Es la eterna tensión entre la luz y las tinieblas, que queda más de relieve en el segundo momento de la profecía de Simeón, que se centra en María, y le anuncia la suerte de su hijo, con la palabras: «y a ti una espada te atravesará el alma». María acepta la Luz, acepta el camino de Jesús. No se queda en Israel. No ve la tierra prometida para morir antes de poseerla. Nace de nuevo para hacer el camino de Jesús en un proceso de transformación creyente, dolorosa y creadora que le lleva de la comunión judía a la nueva comunión del Cristo que es la Iglesia. Y en este camino va a padecer la angustia de la espada.

Es la eterna tensión entre la luz y las tinieblas. Una tensión que contemplamos en la misma naturaleza: amaneceres de gran belleza, con una tenue claridad donde se va afirmando, lentamente, en un espectáculo bello, la nueva luz vestida de colores esplendentes, como preámbulo del nacimiento y presencia luminosa del sol en la vida humana, hasta que llega el atardecer envuelto en una nueva fiesta de luz y de color, pero también de nostalgia, de la luz que se va desvaneciendo a través de las sombras grises de la tarde, que aviva el deseo de nueva luz del nuevo día que llegará puntualmente. El día muere pero en el silencio de la noche vuelve a recuperar la fuerza y la luz de la vida.

Y esta tensión de luz y tinieblas es también la que tiene lugar también en nuestra vida personal, en nuestras relaciones con los demás. También en nuestra relación con Dios, el Dios de la luz.
«Caminamos a la luz de la vida, a la luz del Señor» dice la Escritura. La vida por encima de todo es luz, aunque no con la misma intensidad en cada uno de nosotros, pero nuestra tarea, nuestra pasión debe ser buscar a Aquel que nos dice «yo tengo la luz de la vida. Yo soy la luz del mundo». ¿Donde se halla esta luz? En el candelero. La candela en el candelero. Agarremos el candelero y dejemos que nos ilumine la candela, y aumente nuestro deseo de la luz.

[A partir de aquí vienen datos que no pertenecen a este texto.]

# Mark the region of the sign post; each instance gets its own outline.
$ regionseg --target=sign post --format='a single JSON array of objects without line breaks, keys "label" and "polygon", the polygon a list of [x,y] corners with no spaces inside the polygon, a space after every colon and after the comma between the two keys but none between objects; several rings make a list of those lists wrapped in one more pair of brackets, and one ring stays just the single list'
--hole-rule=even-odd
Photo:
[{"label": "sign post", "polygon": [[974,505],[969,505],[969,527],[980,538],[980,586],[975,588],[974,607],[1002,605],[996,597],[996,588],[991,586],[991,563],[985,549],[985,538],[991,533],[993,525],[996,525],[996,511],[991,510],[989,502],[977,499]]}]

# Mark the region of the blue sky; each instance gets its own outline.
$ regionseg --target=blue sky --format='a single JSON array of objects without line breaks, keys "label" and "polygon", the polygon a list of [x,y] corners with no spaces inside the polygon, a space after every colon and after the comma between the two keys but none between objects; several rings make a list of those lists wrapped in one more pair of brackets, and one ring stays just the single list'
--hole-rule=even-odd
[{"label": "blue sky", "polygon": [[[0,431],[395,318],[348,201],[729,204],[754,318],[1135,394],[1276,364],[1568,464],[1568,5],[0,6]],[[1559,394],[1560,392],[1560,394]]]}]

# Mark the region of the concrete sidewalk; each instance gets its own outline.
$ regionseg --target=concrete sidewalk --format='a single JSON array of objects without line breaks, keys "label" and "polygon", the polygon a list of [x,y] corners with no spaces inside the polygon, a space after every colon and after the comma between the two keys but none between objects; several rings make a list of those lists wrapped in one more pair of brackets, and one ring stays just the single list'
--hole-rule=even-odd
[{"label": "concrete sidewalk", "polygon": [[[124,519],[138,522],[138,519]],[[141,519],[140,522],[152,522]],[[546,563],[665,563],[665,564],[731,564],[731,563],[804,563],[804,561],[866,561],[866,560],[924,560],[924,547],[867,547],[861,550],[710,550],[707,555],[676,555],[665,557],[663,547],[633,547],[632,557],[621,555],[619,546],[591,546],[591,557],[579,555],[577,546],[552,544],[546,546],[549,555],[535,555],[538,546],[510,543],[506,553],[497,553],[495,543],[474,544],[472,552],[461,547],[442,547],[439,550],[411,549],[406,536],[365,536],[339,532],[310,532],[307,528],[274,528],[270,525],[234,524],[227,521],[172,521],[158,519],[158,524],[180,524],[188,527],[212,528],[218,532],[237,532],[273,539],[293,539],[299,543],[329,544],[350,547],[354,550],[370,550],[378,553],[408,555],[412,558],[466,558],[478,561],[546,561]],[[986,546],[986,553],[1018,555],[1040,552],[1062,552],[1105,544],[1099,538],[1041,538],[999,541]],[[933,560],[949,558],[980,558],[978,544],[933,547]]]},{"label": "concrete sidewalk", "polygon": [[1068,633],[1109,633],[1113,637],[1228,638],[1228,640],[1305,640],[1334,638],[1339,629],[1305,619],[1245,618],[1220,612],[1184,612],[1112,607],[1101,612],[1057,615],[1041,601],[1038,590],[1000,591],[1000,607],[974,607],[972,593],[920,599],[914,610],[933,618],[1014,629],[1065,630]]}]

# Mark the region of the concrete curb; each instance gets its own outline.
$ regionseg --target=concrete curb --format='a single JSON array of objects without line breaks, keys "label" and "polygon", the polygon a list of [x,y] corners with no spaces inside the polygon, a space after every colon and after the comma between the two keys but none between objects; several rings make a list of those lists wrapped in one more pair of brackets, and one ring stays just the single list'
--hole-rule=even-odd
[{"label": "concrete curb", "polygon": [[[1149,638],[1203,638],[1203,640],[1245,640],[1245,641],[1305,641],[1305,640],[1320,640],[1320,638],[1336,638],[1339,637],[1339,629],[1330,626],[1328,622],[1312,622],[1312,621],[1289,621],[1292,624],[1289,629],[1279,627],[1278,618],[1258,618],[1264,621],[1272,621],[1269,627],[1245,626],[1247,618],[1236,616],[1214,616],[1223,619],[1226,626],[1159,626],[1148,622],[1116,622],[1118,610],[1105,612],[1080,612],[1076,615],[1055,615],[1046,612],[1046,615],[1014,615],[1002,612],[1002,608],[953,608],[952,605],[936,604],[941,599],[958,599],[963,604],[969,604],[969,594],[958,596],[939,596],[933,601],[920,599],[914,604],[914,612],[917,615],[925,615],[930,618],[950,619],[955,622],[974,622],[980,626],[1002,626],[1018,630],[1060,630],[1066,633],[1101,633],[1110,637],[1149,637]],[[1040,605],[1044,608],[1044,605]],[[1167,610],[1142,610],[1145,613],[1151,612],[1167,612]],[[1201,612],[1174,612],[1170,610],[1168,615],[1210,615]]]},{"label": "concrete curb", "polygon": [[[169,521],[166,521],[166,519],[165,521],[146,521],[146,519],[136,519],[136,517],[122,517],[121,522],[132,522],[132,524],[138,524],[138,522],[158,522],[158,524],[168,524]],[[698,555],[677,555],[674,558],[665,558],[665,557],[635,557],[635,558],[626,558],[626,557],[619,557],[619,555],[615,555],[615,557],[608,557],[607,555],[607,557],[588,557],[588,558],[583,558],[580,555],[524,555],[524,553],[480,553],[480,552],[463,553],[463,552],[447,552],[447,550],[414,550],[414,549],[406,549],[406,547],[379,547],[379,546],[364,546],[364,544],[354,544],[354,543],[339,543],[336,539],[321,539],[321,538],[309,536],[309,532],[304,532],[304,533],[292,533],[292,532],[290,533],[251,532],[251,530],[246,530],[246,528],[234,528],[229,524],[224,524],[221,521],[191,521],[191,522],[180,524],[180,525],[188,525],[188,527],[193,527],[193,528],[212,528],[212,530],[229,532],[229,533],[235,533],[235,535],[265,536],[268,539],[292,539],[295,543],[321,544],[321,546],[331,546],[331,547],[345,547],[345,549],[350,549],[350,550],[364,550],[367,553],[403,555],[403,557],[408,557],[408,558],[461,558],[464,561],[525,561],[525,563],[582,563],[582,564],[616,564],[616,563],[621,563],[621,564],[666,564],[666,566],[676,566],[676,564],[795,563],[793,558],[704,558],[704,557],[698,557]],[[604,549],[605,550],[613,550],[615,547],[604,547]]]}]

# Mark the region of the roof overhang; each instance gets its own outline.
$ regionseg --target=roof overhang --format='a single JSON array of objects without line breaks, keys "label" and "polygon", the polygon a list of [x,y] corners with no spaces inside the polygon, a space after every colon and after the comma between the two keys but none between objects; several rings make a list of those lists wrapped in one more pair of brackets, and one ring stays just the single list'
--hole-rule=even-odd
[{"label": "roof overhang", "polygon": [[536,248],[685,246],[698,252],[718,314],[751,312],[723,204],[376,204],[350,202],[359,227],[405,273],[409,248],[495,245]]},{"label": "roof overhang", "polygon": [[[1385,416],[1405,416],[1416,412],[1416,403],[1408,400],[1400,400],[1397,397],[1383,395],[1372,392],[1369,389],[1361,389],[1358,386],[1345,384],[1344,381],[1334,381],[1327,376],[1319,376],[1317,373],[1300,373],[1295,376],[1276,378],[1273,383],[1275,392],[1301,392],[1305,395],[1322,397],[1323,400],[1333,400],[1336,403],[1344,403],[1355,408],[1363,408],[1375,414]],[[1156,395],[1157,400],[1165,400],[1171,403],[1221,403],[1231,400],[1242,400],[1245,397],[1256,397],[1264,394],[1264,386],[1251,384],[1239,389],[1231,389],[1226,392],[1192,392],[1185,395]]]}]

«Sirvámonos de la luz de los cirios, a fin de manifestar el divino resplandor de Aquel que viene hacia nosotros, y con cuya luz todas las cosas resplandecen, y quedan iluminadas por la luz eterna. Que la luz de los cirios sirva también para poner de manifiesto el resplandor del alma con el que debemos salir al encuentro de Cristo. Así como la Virgen inviolada llevaba oculta entre los pañales la luz verdadera y la mostró a quienes yacían en las tinieblas, así también nosotros, iluminados con el resplandor de los cirios y llevando en las manos la luz que a todos se manifiesta, apresurémonos a salir al encuentro de Aquel que es la verdadera luz» (San Sofronio de Jerusalén, Homilía sobre la Hypapante).